Sul concetto di famiglia - DNA e altre sciocchezze

Ci sono dei momenti della vita che ti costringono a ripensare a ciò che ti circonda. E mentre ripensi è inevitabile che qualcosa, dentro di te cambi. Ci sono attimi, situazioni, che ti impongono un cambiamento. A volte è piacevole, altre invece fa male, strazia ed è come sentirsi staccare la pelle dalle ossa.

Di solito io amo i cambiamenti, le fasi di mutazione. Quegli attimi in cui ti rendi conto che ti stai evolvendo, stai crescendo. Perché in fondo è vero, ad ogni cambiamento e mutazione corrisponde un miglioramento, una crescita. Anche se magari il miglioramento lo capiremo solo dopo.

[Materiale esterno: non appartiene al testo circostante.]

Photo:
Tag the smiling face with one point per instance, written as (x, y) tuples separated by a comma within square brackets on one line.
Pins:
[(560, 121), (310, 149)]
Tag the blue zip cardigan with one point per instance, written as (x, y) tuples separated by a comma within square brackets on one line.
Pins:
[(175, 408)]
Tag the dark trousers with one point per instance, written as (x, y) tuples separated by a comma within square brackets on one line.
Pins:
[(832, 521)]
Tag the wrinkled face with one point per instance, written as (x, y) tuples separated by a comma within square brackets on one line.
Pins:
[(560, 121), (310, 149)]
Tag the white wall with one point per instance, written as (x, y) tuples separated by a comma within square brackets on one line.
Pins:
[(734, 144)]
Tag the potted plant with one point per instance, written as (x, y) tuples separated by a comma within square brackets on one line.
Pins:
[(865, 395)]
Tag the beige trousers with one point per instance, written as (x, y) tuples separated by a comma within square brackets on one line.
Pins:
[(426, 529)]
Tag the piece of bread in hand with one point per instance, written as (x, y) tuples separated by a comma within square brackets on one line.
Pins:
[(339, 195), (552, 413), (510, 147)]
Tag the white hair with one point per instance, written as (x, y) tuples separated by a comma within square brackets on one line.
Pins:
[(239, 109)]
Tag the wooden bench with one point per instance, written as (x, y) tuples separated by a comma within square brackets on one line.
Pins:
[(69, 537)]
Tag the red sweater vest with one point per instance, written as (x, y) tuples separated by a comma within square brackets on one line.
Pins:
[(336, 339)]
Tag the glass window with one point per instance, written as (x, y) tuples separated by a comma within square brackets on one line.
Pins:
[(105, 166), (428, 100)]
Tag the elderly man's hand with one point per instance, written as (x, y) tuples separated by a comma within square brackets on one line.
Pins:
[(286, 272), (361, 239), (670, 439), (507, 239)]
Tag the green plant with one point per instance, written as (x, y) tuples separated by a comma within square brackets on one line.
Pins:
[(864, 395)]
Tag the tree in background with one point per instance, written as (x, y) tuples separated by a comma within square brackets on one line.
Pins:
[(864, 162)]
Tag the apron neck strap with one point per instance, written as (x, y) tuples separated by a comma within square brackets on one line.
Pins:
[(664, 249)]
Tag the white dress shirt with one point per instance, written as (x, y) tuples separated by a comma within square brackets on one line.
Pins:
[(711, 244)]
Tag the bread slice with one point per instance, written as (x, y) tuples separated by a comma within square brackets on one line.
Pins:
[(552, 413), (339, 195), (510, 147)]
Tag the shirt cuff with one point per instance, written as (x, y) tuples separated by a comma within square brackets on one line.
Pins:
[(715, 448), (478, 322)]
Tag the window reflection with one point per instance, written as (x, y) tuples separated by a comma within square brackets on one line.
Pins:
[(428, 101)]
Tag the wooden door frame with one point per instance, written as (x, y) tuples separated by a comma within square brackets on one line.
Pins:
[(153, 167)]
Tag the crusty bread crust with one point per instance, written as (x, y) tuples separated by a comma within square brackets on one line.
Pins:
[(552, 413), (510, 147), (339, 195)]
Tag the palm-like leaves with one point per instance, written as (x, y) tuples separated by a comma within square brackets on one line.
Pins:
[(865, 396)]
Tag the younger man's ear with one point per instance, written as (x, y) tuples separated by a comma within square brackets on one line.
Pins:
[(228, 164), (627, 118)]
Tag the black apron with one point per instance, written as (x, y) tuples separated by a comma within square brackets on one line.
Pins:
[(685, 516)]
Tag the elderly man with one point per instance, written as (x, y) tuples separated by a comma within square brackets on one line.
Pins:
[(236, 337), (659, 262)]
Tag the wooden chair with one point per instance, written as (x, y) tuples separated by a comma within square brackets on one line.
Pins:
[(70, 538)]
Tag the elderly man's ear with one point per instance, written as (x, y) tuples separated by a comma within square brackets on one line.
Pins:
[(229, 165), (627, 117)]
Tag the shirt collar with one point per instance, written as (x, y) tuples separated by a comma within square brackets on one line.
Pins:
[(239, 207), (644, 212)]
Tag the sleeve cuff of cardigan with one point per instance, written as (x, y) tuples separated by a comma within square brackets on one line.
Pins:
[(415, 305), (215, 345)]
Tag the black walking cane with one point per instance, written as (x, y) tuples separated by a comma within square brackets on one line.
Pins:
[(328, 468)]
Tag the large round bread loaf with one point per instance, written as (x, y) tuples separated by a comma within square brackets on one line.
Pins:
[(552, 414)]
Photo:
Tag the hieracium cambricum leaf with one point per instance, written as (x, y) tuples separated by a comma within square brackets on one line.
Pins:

Però a volte fa male. Fa male perché tocca corde talmente profonde che pizzicarle fa cambiare poi tutto. Fino al senso più profondo che abbiamo dato al nostro essere. Al nostro vivere. Ci sono situazioni che cerchiamo di mantenere ferme, per evitare che ci scombussolino troppo. Che magari già ci hanno fatto male ma che crediamo sopite, sistemate. Annientate. Invece poi ritornano. Perché alla fine non si può lasciare niente di incompiuto e i rami secchi, anche se ci siamo affezionati, vanno recisi. Non c'è verso. E' inutile cercare di far finta, di non vedere. Le cose vanno affrontate. Di petto.

Sto leggendo in questi giorni romanzi ambientati in Irlanda, in ambienti popolari. Storie di famiglie incasinate. Con padri alcolizzati e madri che cercano in ogni modo di far andare bene le cose, che sopportano e alla fine quasi si sentono sollevate se restano sole. Donne forti, in gamba, che lottano e non si danno per vinte. E uomini deboli, senza spina dorsale che bevono il sussidio con il quale dovrebbero dar da mangiare ai figli.

E alla fine tutto è chiaro. Le donne sono il solo e vero motore del mondo e della famiglia, il mio non è un proclama femminista. Non crediate. Adoro gli uomini. Però è innegabile che la spina dorsale sia cosa di donne. Che con la schiena dritta combattono tutte le battaglie che la vita ci mette davanti. Senza lamentarsi, senza tante storie. Vanno avanti giorno dopo giorno.

Ed è così. Che poi la famiglia. Che concetto astratto. Ed oggi lo è più che mai. Non credo più nel DNA, ho bisogno di non crederci. Credo molto nell'ambiente in cui si cresce, nei valori che le persone che ti allevano, ti trasmettono. Nel bene che queste persone ti vogliono.
E questa è famiglia. Esserci sempre, gli uni per gli altri. Nel BENE e nel MALE. Ridere insieme e piangere insieme. Essere famiglia vuol dire che se c'è un problema la prima persona che chiamo sei tu. E che se mi capita una cosa bella ho voglia di condividerla con te.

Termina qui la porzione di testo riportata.